Blockchain – einfach erklärt

Im Zusammenhang mit digitalen Währungen wie Bitcoin, Litecoin oder Ethereum ist immer wieder von der sogenannten Blockchain die Rede. Die Blockchain ist die Datenbank, in der sämtliche Transaktionen gespeichert werden. Wir erklären, was dahinter steckt und wo diese Technologie vor allem zum Einsatz kommt.

Blockchain genutz für Bitcoin

Was ist die Blockchain?

Die Blockchain („Blockkette„) ist eine dezentrale Datenbank. Die Daten werden auf verteilten Netzwerken gespeichert, die jeweils über eine Kopie der Daten verfügen. Wenn ein Rechner die Daten verliert, bleiben die Informationen auf den anderen Rechnern weiterhin erhalten.

Der Begriff Blockchain setzt sich aus zwei Begriffen zusammen. Mit „Block“ sind die Transaktionen gemeint, die zu Blöcken zusammengefasst und dezentral gespeichert werden. Die einzelnen Blöcke werden dezentral abgelegt – auf sämtlichen Rechnern, welche die Daten in der Blockchain speichern. Diese Speicherpunkte werden als Node bezeichnet. Jeder Rechner, der mit Blockchain verbunden ist, ist ein solcher Node, welcher Zugriff auf die gesamte Blockchain hat und sämtliche Prozesse zurückverfolgen kann. Die Nutzer sind dagegen vollkommen anonym. Rechner werden in der Blockchain mit einer nicht zurückverfolgbaren Kennung ausgewiesen, die aber gleichzeitig alle notwendigen Informationen über die Transaktion enthält.

Die „Chain“ („Kette„) ist die Datenkette, an die jede weitere Transaktion logisch angehängt wird. Auf diese Weise wächst die Blockchain linear und kann von sämtlichen Nutzern eingesehen werden. In der Kette können nicht nur Finanztransaktionen festgehalten werden. Auch eine ganze Reihe anderer Daten finden sich. Deshalb kommt die Blockchain inzwischen in verschiedensten Branchen zum Einsatz.

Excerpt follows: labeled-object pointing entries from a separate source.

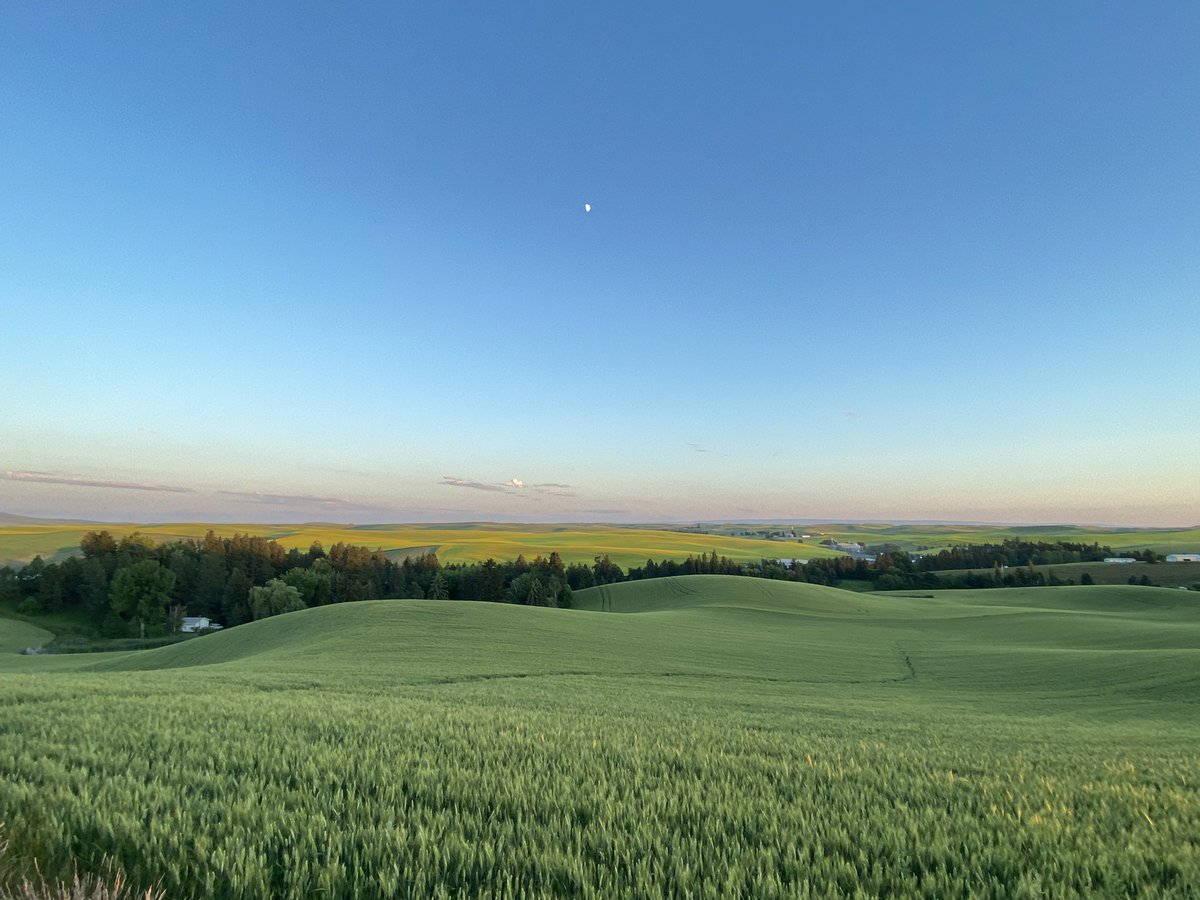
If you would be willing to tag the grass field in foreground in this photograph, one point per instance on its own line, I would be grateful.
(708, 737)
(467, 543)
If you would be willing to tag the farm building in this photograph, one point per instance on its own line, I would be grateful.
(191, 624)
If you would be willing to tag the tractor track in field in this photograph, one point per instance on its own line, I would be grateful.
(707, 676)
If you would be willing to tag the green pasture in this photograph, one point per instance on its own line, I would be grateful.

Wo findet die Technologie Anwendung?

Die Blockchain findet in einer ganzen Reihe von Bereichen Anwendung, etwa in der Finanzbranche, im Energiesektor und in der Industrie 4.0. Banken nutzen Blockchain zur Realisierung transparenter Buchhaltung und zur Steigerung der Effizienz verschiedener Prozesse. Auch das Internet der Dinge setzt auf die Blockchain, um Käufe und Verkäufe abzuwickeln oder sensible Daten zu sichern. Daneben kommt die Blockchain in der Versicherungsbranche und in diversen anderen Sparten zum Einsatz, in denen Vertrauen und Anonymität einen großen Stellenwert einnehmen.

Blockchain und Bitcoin

Aufgrund ihrer hohen Transparenz wird die Blockchain von vielen Nutzern auch als „Trust Machine“ bezeichnet. Das technische Modell der Blockchain wurde gemeinsam mit der Kryptowährung Bitcoin entwickelt. Seinen Zweck als webbasiertes, öffentliches und dezentralisiertes Netzwerk hat die Blockchain bis heute behalten. Erstmals erwähnt wurde sie im Rahmen des 2008 veröffentlichen „White Paper“, welches auch die Grundlage für den Bitcoin darstellt. Blockchain und Bitcoin sind fest aufeinander angewiesen. Vereinfacht betrachtet, ist die Blockchain eine Straße, während Bitcoin die Autos sind. Ohne die Blockchain würde das Prinzip hinter Bitcoin und anderen Kryptowährungen nicht funktionieren.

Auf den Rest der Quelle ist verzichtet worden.